Let's analyze both options.
Black moved the king in move 0
If the last move was by the black king it could not have come from f1, g2, h1 (which are blocked by white pieces) and neither could it have come from f2, because there is no way the knight on h1 could have given check. That leaves only h2 as possible option. So assuming the king came from h2, where it was in check, the last white move must have been Ne3-f1+. So the moves are now 0. Ne3-f1+ Kh2-g1 1. Nf1-h2+ Kxh2.
That is not the end of the story yet, because looking at the position before 0. Ne3-f1+ you note (basically for the same arguments as before, that the last move of black must have been Kg1-h2. On g1 the king would have been in check. This check (for the same arguments as presented before) could only have been a discovered check by the knight on e3.

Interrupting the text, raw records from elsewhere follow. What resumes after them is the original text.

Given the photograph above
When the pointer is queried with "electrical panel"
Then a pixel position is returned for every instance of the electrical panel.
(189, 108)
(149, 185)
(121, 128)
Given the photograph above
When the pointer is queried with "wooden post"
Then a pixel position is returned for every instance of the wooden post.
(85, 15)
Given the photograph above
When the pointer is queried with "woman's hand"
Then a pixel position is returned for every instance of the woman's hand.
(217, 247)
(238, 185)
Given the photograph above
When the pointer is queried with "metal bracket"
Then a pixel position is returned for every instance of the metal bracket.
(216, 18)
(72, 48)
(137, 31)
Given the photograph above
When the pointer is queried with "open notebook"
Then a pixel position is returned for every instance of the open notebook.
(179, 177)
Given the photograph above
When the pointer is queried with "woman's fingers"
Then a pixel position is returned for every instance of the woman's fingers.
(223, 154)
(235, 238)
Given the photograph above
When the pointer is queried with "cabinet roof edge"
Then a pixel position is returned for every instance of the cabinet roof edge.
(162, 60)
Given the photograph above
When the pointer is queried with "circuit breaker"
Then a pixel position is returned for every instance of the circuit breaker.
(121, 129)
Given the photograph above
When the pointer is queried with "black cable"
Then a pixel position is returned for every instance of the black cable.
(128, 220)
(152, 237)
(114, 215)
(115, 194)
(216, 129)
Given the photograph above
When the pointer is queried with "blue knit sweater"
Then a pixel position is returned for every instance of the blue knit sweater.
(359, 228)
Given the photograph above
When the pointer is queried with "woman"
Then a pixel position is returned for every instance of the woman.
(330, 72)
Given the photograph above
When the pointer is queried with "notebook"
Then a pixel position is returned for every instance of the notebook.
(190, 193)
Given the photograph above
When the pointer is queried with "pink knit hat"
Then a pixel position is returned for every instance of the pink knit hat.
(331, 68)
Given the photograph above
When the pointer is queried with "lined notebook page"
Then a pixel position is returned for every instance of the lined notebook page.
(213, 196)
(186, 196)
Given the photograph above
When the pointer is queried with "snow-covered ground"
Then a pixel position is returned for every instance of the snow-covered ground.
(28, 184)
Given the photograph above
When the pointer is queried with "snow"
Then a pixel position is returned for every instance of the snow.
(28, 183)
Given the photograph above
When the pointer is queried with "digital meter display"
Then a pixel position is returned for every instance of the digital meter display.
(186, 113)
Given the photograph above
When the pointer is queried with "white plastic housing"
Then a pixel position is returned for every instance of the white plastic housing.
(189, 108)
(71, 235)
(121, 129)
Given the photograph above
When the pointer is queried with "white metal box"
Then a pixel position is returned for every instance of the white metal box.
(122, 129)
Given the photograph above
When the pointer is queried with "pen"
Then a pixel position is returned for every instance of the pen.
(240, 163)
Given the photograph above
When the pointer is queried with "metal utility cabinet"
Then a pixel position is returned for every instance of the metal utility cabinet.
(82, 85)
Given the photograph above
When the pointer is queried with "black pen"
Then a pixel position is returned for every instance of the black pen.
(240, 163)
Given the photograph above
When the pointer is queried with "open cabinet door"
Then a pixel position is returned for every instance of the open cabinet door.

So we have a situation where the black king is shuffling between g1 and h2 while the white knight is moving between f1 and e3. How can this infinite loop be broken? The only way to break this is, if there was a black piece at some point on f1, which blocked the check from the rook. This black piece on f1 got captured by the white knight when the black king was on h2.

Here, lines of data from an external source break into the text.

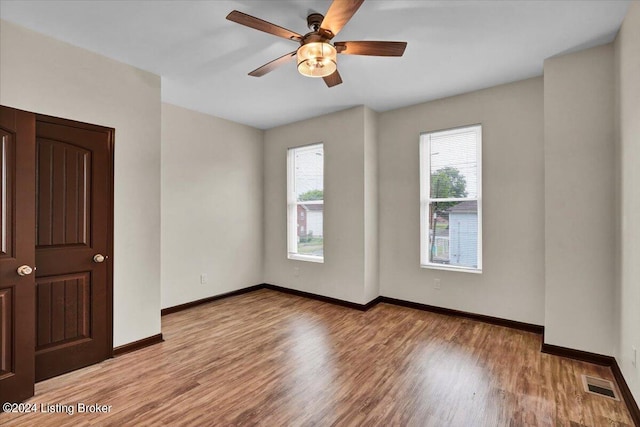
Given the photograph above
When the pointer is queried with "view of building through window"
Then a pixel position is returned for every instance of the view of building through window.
(305, 199)
(450, 191)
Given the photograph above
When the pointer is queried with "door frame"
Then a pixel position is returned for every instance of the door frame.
(110, 213)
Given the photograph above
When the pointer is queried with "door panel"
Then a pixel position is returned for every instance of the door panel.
(73, 297)
(64, 309)
(63, 205)
(17, 240)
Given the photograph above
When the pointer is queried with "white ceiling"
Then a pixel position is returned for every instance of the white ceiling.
(453, 47)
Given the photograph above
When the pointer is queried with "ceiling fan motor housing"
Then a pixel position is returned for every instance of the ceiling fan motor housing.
(314, 20)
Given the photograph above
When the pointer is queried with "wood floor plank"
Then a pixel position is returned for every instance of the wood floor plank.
(273, 359)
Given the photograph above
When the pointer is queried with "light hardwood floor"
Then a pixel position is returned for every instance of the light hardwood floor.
(273, 359)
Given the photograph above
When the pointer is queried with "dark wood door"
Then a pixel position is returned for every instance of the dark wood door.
(17, 310)
(73, 245)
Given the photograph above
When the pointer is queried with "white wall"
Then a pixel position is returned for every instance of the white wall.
(342, 273)
(43, 75)
(579, 200)
(211, 205)
(511, 285)
(627, 56)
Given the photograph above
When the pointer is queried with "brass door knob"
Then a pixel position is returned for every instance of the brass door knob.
(24, 270)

Black moved a piece to h2 in move 0
If black must moved another piece that got captured on h2, this piece can be a black pawn, knight, rook, or queen. It can not be a black bishop, because it could not have moved to h2 (because g3 and g1 were occupied by pieces).
Two possible solutions:
0. .... N/Q/R/pawn h2 1. Nf1xh2 Kg1xh2
white: pawns on d2,g2,g3; Nh1; Ne3; Kc1; Rd1; black: Kh2; some piece on f1
-n. Nx piece f1+ Kh2g1 [any number of repeating moves with the knight shuffling between f1 and e3 and the king between g1 and h2] -1. .... Kg1h2 0. Ne3f1+ Kh2g1 1. Nf1h2 Kg1xh2
Building on user1583209's answer, here is a complete sequence of moves to show how the black king managed to trap himself in the corner in the first place:
[FEN "8/8/8/8/2N1N3/3k2P1/3P2P1/2KRq3 b - - 0 1"] 1... Ke2 2. Nc3+ Kf1 3. Ne4 Kg1 4. Ne3 Kh2 5. Nf2 Qg1 6. Nh1 Qf1 7. Nxf1+ Kg1 8. Nh2+ Kxh2
[FEN "8/8/8/7q/2N1N3/3k2P1/3P2P1/2KRq3 b - - 0 1"] 1... Ke2 2. Nc3+ Kf1 3. Ne4 Kg1 4. Nf2 Kf1 5. Nh1 Kg1 6. Ne3 Qf1 7. Nxf1 Qh2 8. Nxh2+ Kxh2
Third example by user1583209 without blocking piece:
[FEN "8/8/8/7q/2N1N3/3k2P1/3P2P1/2KR4 b - - 0 1"] 1... Qh6 2. Kb2 Qh7 3. Ra1 Qh6 4. Kc1 Qh7 5. Nf2+ Ke2 6. Nh1 Kf1 7. Ne3+ Kg1 8. Nf1 Qh6 9. Kb2 Qh7 10. Rd1 Qh6 11. Kc1 Qh2 12. Nxh2+ Kxh2
For the King to be on h2, it must have previously been on either h3 to g1. Being on h3 would have been impossible, since the g2-pawn has been there the entire game. So, the King must have been on g1.
One could give a counterargument saying that Rd1 has been on the 1st rank for more than one move, since it appears stuck. However, this idea is refuted by the fact that White could have castled with 0-0-0.
But then if White castled queenside, his King must have been on e1 the entire game.... which poses the problem of how Black's King got to g1 in the first place. I'm stuck at this point.
EDIT: I didn't consider the possibility of White ALREADY castling, and then Black moves his King to e2. Maybe there's some White piece on the first rank that allows Black's King to move to g1 without being attacked by Rd1. Then, as user1583209 pointed out, a move like Nf1-Nh2+ Kxh2 would give us the final position.